Alles dreht sich um die Turbine

Zwar betont Moskau mit Blick auf die Wartungsarbeiten, Russland wolle seine Verpflichtungen als Gaslieferant auch künftig erfüllen. Aber um die Turbine dreht sich längst die Energiekrise in Europa, weil Russland ihr Fehlen nach Befürchtungen der Bundesregierung als Vorwand benutzen könnte, die Lieferungen ganz zu kappen.

Mit hämischer Freunde berichten russische Staatsmedien fast täglich darüber, wie etwa die deutsche Bundesregierung wegen der unsicheren Lage um Nord Stream 1 zum Energiesparen aufruft und Milliarden ausgibt, um die sozialen Folgen rasant steigender Lebenshaltungskosten abzufedern. «Nicht wir haben die Sanktionen gegen uns eingeführt», sagt der Nachrichtenmoderator im Fernsehsender Perwy Kanal.

Auf die Frage aber, ob Kremlchef Wladimir Putin den Gashahn wieder aufdrehen lässt, gibt es in Moskau keine klare Antwort.
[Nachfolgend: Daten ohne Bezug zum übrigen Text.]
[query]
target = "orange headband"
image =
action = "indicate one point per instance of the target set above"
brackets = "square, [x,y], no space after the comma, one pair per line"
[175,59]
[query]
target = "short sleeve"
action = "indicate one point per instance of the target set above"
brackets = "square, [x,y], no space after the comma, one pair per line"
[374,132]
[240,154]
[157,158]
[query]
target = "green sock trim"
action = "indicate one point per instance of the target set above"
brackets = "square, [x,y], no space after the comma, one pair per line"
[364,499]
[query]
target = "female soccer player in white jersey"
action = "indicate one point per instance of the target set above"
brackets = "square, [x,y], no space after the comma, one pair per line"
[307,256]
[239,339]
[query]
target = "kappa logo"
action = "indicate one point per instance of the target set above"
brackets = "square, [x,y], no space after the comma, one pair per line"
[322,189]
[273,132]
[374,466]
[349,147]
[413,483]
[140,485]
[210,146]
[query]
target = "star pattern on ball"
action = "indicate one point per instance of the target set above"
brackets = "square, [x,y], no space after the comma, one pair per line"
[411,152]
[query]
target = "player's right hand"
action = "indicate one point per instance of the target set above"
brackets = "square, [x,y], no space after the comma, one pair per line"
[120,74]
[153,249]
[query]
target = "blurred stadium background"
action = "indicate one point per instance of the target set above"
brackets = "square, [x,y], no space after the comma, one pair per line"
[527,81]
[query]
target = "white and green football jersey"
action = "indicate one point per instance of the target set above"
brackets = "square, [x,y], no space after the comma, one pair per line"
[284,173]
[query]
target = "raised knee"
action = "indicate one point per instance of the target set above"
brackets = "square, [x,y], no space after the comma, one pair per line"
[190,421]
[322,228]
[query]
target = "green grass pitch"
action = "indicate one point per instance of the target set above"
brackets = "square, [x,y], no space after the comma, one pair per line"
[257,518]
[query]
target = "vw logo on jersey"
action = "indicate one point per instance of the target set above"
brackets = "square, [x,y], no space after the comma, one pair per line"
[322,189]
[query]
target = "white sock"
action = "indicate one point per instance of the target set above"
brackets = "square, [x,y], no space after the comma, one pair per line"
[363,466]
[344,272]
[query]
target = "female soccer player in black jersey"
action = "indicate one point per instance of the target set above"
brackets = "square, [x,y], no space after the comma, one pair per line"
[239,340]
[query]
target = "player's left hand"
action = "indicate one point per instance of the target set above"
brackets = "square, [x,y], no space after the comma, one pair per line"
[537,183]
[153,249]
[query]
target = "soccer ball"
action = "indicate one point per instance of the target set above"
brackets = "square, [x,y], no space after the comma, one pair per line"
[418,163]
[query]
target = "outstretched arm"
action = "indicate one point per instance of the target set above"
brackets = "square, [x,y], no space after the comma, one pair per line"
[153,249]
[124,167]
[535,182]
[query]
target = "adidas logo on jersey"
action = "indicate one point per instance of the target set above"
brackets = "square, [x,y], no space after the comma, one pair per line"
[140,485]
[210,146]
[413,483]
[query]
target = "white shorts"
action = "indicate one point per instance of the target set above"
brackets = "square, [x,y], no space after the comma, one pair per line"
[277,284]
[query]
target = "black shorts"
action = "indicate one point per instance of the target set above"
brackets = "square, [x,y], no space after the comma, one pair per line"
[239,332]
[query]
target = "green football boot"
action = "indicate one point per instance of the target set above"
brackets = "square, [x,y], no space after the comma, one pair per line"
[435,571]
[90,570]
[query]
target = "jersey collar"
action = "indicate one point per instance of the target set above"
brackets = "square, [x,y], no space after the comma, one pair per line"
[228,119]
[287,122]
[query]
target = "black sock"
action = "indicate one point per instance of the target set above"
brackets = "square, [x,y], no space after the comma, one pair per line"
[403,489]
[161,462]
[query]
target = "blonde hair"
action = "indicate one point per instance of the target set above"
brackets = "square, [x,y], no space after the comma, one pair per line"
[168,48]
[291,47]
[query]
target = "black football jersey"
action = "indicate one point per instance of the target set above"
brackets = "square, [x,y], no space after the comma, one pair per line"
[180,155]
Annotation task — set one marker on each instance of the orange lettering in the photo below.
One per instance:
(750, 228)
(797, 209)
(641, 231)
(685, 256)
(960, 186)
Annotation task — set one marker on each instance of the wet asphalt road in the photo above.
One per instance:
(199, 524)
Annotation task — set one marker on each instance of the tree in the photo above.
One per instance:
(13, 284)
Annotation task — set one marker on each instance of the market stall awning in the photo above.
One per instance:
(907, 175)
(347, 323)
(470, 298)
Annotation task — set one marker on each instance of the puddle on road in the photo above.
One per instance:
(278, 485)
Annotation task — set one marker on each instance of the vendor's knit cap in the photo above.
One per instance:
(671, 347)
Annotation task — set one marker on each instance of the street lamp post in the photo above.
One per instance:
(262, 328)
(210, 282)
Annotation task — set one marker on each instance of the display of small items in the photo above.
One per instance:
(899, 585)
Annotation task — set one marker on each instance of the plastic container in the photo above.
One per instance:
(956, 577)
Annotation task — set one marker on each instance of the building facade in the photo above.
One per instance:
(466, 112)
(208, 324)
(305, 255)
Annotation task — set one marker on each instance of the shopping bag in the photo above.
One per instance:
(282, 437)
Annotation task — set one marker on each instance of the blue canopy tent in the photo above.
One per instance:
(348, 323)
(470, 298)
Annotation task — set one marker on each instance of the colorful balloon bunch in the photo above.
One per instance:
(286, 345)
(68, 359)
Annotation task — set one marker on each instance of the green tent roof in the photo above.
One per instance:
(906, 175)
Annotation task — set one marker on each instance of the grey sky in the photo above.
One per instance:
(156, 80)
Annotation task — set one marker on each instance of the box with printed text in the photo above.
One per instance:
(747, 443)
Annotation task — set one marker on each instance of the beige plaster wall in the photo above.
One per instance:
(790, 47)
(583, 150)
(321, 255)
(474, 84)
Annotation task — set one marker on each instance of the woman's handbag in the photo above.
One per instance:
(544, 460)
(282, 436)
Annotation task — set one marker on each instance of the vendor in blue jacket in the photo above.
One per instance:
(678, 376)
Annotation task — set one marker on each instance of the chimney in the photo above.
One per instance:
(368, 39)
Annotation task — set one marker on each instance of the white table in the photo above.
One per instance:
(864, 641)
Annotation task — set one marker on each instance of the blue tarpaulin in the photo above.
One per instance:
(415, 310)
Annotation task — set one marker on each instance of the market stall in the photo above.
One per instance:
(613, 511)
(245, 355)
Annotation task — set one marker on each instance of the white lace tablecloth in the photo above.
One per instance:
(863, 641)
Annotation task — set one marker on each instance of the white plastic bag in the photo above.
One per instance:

Deutlich wird nur, dass Russland die Verantwortung für mögliche Schwierigkeiten am ehesten abschieben wird. Auch Gazprom betont immer wieder, auf die kaum gefüllten Gasspeicher in Europa hingewiesen zu haben.

Der Staatskonzern gibt zudem der Ukraine die Schuld an der Lage, weil nicht einmal mehr die Hälfte der möglichen täglichen Liefermenge durch das Transitnetz des Landes geleitet werde. Die Ukraine, die trotz Moskaus Angriffskrieges derzeit noch rund 40 Millionen Kubikmeter Gas täglich nach Westeuropa pumpt, hätte es am liebsten, dass die EU ganz auf Lieferungen aus Russland verzichtet. Auch die Gasleitung Jamal-Europa ist stillgelegt, weil Polen sich weigerte, das Gas – wie von Putin gefordert – in Rubel zu bezahlen.

Moskau erinnert an Nord Stream 2

Schuld an den Problemen sollen aus russischer Sicht stets die anderen haben. Erinnert wird in Moskau aber angesichts der Energiekrise mit hohen Preisen und unsicherer Versorgung nicht zuletzt daran, dass es eine ganz einfache Lösung für die Lage gebe: Nord Stream 2. Die Gasleitung ist fertig, aber wegen des Ukraine-Krieges nie in Betrieb gegangen. Putin hatte erklärt, dass durch Lieferungen über diese Leitung die Preise wieder sinken und sich die Situation insgesamt entspannen könnte.

Russland selbst, da sind sich viele Experten einig, hat kein Interesse daran, in diesem Konflikt als die Seite dazustehen, die Verträge bricht. Andere Großabnehmer wie China oder die Türkei, die ebenfalls über neu gebaute Gasleitungen versorgt werden, könnten alarmiert werden und an Russlands Zuverlässigkeit zweifeln, wenn die Energiegroßmacht Europa den Hahn abdreht. Russland steht seit langem im Ruf, seine Energie als «geopolitische Waffe» einzusetzen.

Wer sich dagegen mit Russland gut stellt – wie etwa Serbien, Ungarn und vor allem etwa auch der Nachbar Belarus -, kann traditionell auf Freundschaftspreise rechnen. Auch China erhält Gas zu einem deutlich niedrigen Preis als der Westen.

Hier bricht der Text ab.